2. Better handwriting means faster writing. Students with better handwriting are able to compose essays faster than their computer-using peers when it comes to writing either on paper or on a screen.

1. It’s good for your grades. Thought school papers were graded solely on the merit of their content? Think again. Studies have shown that, despite the best intentions of the grader, a middle-of-the-road 50th percentile paper can be graded as high as the 84th percentile, or as low as the 16th percentile, depending on the penmanship it was written with. Want better grades? Improve your handwriting!

Improve Handwriting

Having neat handwriting is the exception rather than the rule, therefore someone who writes with an exceptionally neat hand is going to fair measurably better than someone who writes sloppily and illegibly. While I’m sure you’ve your own personal reasons for wanting to improve handwriting neatness, there are other benefits – not so obvious – in having a neat hand, which I’ll go into, so it’s well worth it. Don’t be intimidated: small improvements gradually make big improvements, and with the 5 simple tips I’m going to give you and some regular practice I’m sure you can improve handwriting neatness and legibility ten-fold, at least.

  1. Don’t try to be fancy. It’s easy to see the many examples of excellent handwriting with swirls and curls and try to replicate it, only for it to come off all wrong. Get the basics down first, A – Z, separated/printed, in lower and upper case, along with numbers 0 – 9.
  2. Practice flow and consistency by using small-squared mathematics paper and repeatedly drawing different shapes or letters over and over again with the same size and shape. Consistency is 95% of neat, legible handwriting. (It’s like deciphering a code; once the reader knows what one ‘symbol’ is, the ability to understand repeated symbols comes automatically. So make it as easy to decipher as possible.)
  3. Relax your hand and let it glide. The worst thing you can do when handwriting is trying to press too hard and strain. A tense, rigid hand is never a neat hand.
  4. Slow it down; you don’t have to write at 100 words per minute. The slower you write, the more control you have over neatness. In time, you can learn to increase speed and still retain neatness.
  5. Write small, but not too small. The idea is, the smaller you write, the neater you can make your writing – but don’t be so small that people can’t read it without squinting.

Tips For Job Applications & Bills

If you don’t have very good handwriting job applications can be a nightmare. You know full well that you are being judged by your handwriting, so if ever there were a perfect reason to improve handwriting skills then this is it.

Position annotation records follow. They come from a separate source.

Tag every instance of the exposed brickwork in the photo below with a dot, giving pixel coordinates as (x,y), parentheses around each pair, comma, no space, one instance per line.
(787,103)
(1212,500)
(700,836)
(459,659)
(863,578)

Job applications are one such example of a time when you shouldn’t ever use joined-up calligraphic handwriting. Even if your calligraphic handwriting is neat, the chances are the person on the receiving end may struggle to read what you have written. And, you can bet your bottom dollar they won’t waste valuable time trying to decipher it; they’ll simply toss it to one side (or in the trash) and move on to the next.

Always write job applications in separated, well formed letters; preferably block capitals. It leaves far less margin for error on the readers part.

I also urge you to write out a draft copy and treat it as if it were the actual application itself. Sure, it may turn out perfect and you may kick yourself thinking it was a waste – but you’ve just proven to yourself that you can do it to your satisfaction, and getting it right a second time will be much more automatic. (Also, don’t worry if it isn’t quite as neat as the draft, that’s just becoming obsessed; the main thing is it’s neat enough to understand and doesn’t look as if it were written by someone who doesn’t care.)

As for bills, neatness and legibility is crucial. Many mistakes are made because the reader simply couldn’t understand the writing. Make it simple for them to understand and use separated, printed block capitals. Never try to be fancy when paying bills.


There are many ways to improve handwriting technique, and these are just a few which I and others have found useful over the years. All in all it really is all about practicing and making small improvements. If you consistently practice bad form, a bad outcome is what you’ll get. Practice good form, and only good can come of it.